The hormones keep me making more and more milk. When I tried exclusively pumping I would notice less and less milk each day so I would need a good boost of hormones from holding him and having him latch on and it would kick me right back into more milk.

Plus there are herbal teas and what-not to use for supply. SO while the squished nipples is a big issue, I bet you will be able to overcome. We're in this together and I will see you on the milking board at some point. I will need all the support I can get from there!!
post #17 of 22
Another huge areola mom here too! IME, you want to get a large proportion of the areola in their mouth in order to get a good latch and get them enough milk, but it really doesn't have to be the WHOLE thing. Get as much as you can in there without choking them, basically.
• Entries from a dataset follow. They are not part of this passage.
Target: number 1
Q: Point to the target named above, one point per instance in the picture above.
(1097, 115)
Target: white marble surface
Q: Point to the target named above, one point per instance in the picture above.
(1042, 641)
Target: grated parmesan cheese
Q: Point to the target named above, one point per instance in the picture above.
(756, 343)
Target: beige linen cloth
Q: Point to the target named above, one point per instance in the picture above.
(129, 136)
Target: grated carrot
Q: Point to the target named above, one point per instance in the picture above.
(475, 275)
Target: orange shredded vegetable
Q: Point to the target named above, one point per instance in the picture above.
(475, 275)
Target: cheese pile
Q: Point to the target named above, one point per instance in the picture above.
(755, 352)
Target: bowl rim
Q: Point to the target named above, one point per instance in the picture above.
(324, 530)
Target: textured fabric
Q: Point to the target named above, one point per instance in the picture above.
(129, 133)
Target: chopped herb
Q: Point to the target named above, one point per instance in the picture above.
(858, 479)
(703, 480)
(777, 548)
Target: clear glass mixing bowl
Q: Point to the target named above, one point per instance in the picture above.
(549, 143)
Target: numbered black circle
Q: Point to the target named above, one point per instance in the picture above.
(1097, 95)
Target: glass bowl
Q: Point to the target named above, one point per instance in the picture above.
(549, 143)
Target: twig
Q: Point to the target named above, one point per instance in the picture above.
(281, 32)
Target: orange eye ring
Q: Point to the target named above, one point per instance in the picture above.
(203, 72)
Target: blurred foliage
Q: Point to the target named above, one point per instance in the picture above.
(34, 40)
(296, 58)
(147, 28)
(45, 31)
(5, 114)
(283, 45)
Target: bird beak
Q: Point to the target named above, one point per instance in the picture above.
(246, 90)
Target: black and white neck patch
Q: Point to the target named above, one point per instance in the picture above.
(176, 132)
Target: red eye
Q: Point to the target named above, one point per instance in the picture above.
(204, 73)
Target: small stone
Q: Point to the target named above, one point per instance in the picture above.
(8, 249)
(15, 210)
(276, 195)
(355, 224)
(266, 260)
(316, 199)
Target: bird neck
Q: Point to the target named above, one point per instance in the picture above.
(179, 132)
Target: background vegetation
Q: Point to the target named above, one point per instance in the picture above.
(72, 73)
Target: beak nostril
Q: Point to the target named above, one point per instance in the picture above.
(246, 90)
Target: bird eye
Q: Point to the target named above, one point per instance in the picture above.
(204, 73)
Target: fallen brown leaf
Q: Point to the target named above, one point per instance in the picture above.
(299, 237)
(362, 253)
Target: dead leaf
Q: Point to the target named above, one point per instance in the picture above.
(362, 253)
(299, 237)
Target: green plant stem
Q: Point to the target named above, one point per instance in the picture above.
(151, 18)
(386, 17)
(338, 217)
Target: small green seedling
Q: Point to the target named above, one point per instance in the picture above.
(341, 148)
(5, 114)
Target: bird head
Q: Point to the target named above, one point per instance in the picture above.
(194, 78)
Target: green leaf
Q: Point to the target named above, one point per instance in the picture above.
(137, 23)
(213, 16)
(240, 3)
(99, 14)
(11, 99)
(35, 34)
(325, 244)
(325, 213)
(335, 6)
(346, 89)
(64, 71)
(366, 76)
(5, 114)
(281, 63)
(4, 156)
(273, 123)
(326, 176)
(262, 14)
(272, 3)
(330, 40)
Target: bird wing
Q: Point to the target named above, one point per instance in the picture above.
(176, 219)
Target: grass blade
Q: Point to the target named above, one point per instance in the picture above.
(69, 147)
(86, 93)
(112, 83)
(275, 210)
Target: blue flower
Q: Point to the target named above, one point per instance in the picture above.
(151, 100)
Seriously, when dd was born, the hospital LC walked in on us mid-feeding (handy, no?) and tsk-tsk'd "oh no no no, that latch is no good. Way too much of your areola is showing. Unlatch her and I'll show you!". So I did. Her eyes got nearly as big as my areola when she saw how much dd really did have in her mouth. Dd weaned at around 8 mos for reasons having nothing to do with supply or latch, and ds nursed for 18 mos. It can be done!

Now my nipples are not flat or inverted, but a trick I've heard of is: pump for just a minute before the feeding to "draw out" the nipple. Not sure how well that works because I've never tried it, but I do see it suggested a lot in nursing books.
post #18 of 22
I don't have the exact same issues but my nipples are almost flat and I had awful breastfeeding problems with ds. We never had a good latch at the hospital and I went home with a pump and was feeding ds with a syringe for the first couple days. Then we went to the nipple shield which honestly sucked big time. Having to mess around with it in the middle of the night was a pain but it probably saved me from totally giving up. We weaned off the shield around 2 or 3 months. Things did get better. Oh and already being hooked up with a LC is a great plan-I saw one about week after ds was born and it really helped me. They have all sorts of tips and tricks to help you.
post #19 of 22
My areolas are quite large too. With a tiny newborn, a breast will seem huge in comparision regardless of the true size - so don't worry when he/she first latches on. Babies are born to breastfeed - they will figure it out.
I would highly, highly reccomend getting in touch with a local La Leche League group in your area www.lllusa.org
I went to several meetings before having ds1 and it was such a help to see babies nursing in person (I had never before) and to establish a relationship with my local leader. After my son was born, I called her all the time and she was a great resource as I had a lot of issues! I nursed my son until he weaned himself a few months after turning 2.
I also reccomend reading 'The Womanly Art of Breastfeeding'. And check out the breastfeeding forums here too. There's tons of help/info out there - fill your head with it now!!!
You can do it mama!!!
post #20 of 22
I am there with you. I EP'd for my dd for 18 months b/c she couldn't latch. My areola's are about as big as yours, and my nipples are completely flat. (but I have A cup boobs, so you can imagine how funny looking they are! The areola takes up the whole breast almost) I can not get them to come out. Not even with ice cubes or pumping! DD just couldn't latch onto the nothingness. I had a wonderful supply with EPing, even though not nearly all of the areola was being sucked into the flange. I am hoping for a better time of bfing this time around, too.